With a hollow sounding thud, the wooden box hit the earth at the bottom of the hole. With it came a collective groan across the crowd, followed by mournful wails.  The weary-eyed crowd watched in silence as the family placed wreaths on the box, and then walked past in procession. All the gatherers sat shoulder to shoulder in the dust, bearing witness to the grief.  Family members mumbled and groaned and wailed as they walked, supported by others’ arms and hands. Some were wet-faced, some were yelling prayers and last good-byes. All were greeted with a solemn crowd.  A whole village was gathered, a people not immune to suffering and loss. Wearing matching clothes and matching grim faces, people came to simply be present to the certainty of death.

Another funeral in Malawi.  Another monumental loss. Another gathering of souls around shared pots of nsima and meat.  Another singing choir, another witnessing pastor, another group of cloth-clad mothers with babies on their backs.  

I think what struck me most about the funeral I attended was how it displays the collective reality of life in Malawi.   This is a place where every other man in the village is your ‘uncle’ and where everyone puts in money towards the cost of the funeral by way of baskets passed around, despite each family’s inability to pay for basic school fees.  This is a place where the oneness is felt in the matching chitenji fabrics, in the shared songs that start and stop like waves of wind in elephant grasses, and where babies are passed around like the bowls of shared food. Men gather to dig graves, women gather to help wash dishes and bow low to wash each others’ hands.  Life together. Moyo pa modzi.

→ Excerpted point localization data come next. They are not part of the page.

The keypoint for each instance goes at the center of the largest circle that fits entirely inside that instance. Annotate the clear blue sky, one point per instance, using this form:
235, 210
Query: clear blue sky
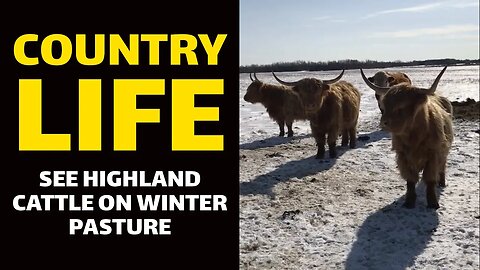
385, 30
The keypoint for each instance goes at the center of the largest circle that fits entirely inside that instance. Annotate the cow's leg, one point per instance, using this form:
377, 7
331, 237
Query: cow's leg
430, 176
289, 127
332, 142
281, 124
345, 135
441, 180
319, 136
378, 102
411, 177
353, 137
320, 140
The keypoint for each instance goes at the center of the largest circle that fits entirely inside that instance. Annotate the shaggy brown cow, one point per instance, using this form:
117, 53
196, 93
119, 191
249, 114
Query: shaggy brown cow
283, 105
332, 106
422, 134
388, 79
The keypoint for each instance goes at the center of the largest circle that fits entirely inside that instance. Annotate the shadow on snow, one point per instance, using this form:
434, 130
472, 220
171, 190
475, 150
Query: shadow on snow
392, 237
263, 184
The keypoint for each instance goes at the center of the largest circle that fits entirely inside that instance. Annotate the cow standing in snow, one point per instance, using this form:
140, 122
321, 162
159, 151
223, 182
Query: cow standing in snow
283, 105
422, 134
332, 106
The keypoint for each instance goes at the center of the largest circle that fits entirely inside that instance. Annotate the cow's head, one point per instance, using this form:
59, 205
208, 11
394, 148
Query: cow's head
311, 91
401, 103
253, 94
381, 78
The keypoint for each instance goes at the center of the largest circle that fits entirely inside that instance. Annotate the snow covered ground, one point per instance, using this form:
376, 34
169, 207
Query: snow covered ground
297, 212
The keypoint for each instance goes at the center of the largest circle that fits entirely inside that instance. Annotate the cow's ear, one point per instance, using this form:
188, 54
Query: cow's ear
420, 98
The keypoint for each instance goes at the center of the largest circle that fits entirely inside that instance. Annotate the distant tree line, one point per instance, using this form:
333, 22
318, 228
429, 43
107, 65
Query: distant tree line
349, 64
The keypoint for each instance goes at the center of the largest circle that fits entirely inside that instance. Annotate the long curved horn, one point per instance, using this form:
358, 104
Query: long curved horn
283, 82
334, 80
432, 89
379, 90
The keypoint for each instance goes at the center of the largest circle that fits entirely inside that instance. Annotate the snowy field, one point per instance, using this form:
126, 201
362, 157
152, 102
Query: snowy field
297, 212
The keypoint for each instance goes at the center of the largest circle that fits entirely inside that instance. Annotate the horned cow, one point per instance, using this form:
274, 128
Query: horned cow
422, 134
388, 79
282, 104
332, 107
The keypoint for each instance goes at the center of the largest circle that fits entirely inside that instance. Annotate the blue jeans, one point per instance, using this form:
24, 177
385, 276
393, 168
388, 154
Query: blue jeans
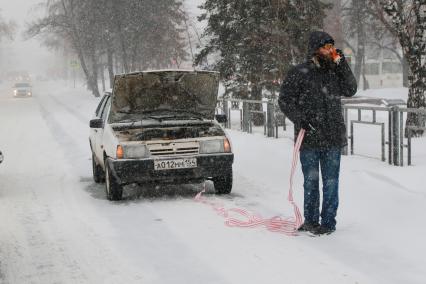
329, 160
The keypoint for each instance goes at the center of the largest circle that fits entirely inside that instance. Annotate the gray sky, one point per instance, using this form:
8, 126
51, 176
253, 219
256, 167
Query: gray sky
20, 54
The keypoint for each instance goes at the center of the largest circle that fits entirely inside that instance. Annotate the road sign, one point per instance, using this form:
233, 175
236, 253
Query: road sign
74, 64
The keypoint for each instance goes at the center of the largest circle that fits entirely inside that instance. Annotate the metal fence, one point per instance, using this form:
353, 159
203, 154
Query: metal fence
391, 129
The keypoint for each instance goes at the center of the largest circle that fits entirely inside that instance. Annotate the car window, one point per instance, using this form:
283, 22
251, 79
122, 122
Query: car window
22, 85
100, 106
106, 108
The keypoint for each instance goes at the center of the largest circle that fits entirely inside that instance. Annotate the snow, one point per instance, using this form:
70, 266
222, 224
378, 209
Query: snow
58, 227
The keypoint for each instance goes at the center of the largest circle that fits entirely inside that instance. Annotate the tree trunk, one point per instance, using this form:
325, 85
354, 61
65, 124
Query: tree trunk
110, 64
257, 115
94, 77
416, 95
405, 71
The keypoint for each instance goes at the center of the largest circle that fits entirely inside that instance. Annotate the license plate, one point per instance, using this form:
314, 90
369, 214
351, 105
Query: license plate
175, 164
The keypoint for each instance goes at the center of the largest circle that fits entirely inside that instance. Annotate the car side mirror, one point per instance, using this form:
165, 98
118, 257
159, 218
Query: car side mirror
221, 118
96, 123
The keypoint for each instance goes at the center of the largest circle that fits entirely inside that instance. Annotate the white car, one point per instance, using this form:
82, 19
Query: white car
160, 127
22, 89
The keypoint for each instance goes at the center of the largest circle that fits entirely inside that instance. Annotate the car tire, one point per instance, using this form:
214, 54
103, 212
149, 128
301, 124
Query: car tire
114, 190
98, 172
223, 184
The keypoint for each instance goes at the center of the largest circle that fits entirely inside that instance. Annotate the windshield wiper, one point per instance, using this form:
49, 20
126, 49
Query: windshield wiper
192, 113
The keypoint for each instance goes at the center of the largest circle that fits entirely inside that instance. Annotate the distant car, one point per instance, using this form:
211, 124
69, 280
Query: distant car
22, 90
160, 127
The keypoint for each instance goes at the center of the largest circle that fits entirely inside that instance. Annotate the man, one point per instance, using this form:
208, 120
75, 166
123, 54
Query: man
310, 98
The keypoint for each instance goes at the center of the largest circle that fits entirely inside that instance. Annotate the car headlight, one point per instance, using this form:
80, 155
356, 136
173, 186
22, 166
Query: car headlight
213, 146
135, 151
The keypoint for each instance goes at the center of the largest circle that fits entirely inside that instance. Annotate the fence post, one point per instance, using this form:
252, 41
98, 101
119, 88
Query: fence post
226, 112
390, 136
270, 118
395, 135
409, 147
345, 118
246, 117
401, 138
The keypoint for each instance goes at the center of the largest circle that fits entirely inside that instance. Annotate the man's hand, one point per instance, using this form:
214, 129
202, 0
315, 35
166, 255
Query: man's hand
307, 125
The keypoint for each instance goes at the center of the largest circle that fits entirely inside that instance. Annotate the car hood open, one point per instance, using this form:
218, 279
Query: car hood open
168, 90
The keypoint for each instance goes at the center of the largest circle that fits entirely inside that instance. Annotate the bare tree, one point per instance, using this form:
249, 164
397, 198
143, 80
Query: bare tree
406, 19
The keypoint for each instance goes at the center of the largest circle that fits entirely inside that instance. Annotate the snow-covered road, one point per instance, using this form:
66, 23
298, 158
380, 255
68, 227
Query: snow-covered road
58, 227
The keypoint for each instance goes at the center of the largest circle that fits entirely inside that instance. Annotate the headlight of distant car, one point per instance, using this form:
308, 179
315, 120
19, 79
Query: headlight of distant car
215, 146
132, 151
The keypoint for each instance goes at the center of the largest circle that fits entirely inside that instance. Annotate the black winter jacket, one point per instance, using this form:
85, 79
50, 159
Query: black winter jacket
312, 93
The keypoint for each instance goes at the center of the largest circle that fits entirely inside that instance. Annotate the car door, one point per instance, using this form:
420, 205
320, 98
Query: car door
94, 132
100, 131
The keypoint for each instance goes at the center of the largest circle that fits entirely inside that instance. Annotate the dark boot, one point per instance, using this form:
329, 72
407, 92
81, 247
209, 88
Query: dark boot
308, 227
322, 230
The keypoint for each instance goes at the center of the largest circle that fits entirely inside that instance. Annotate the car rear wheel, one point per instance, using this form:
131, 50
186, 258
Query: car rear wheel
98, 172
223, 184
114, 190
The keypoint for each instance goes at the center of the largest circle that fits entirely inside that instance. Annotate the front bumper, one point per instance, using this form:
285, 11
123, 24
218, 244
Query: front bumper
128, 171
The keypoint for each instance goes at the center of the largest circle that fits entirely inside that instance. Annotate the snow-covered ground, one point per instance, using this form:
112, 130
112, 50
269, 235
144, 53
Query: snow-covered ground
58, 227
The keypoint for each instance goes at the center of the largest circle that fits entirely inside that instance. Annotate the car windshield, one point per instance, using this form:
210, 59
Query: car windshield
22, 85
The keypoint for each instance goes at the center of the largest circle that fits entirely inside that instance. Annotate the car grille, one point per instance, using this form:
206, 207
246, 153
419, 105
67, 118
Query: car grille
174, 149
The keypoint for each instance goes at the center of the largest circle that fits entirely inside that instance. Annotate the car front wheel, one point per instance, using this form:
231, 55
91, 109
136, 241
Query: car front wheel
223, 184
114, 190
98, 172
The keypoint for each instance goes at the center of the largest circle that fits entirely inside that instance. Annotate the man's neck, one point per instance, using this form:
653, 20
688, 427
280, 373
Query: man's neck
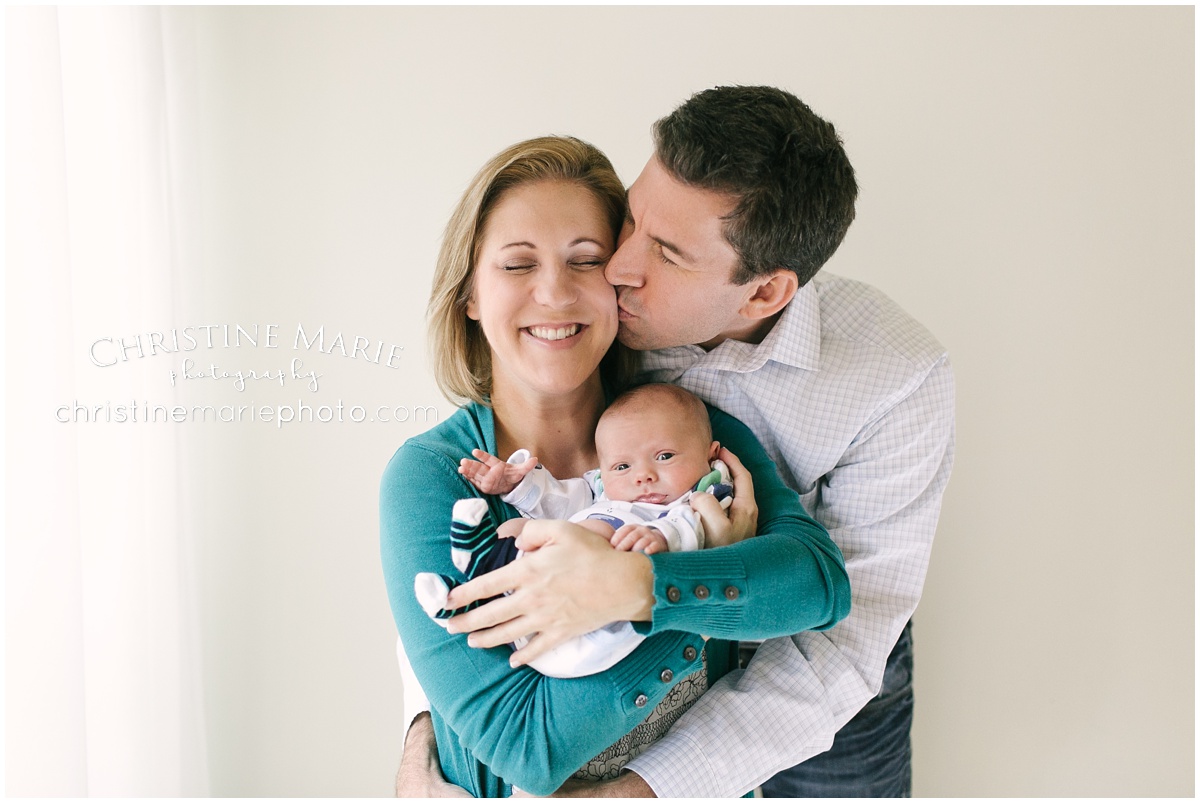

I suppose it’s not so different, the things we share together in Canada,  Yet, somehow it speaks louder here, this collective responsibility – the shared gains and losses, and communal joy and sorrow.  It’s beautiful and hard at the same time. Where one succeeds, all are expected to benefit. Where one loses, all share in that too.  Expectation gives way to cooperation which gives way to unification. Life together, death together, one and the same.

Together through it all

And I think it gives me a clearer picture of kingdom living.  It is not easy, nor is it always convenient. Jobs and tasks and errands give way to funerals which you cannot pass by.  Your life pauses for another’s’ needs as seamlessly as one house and yard and family ebbs and flows into another. Life on life.  So much to learn from such a people, though it might just cost my individual success and gains. There’s a sadness in that too, in the losing of self to the collective.  I wonder where my own cultural norms will give way to new ones, and where old ones will remain. Only time will tell. For now, I will just marvel at the differences.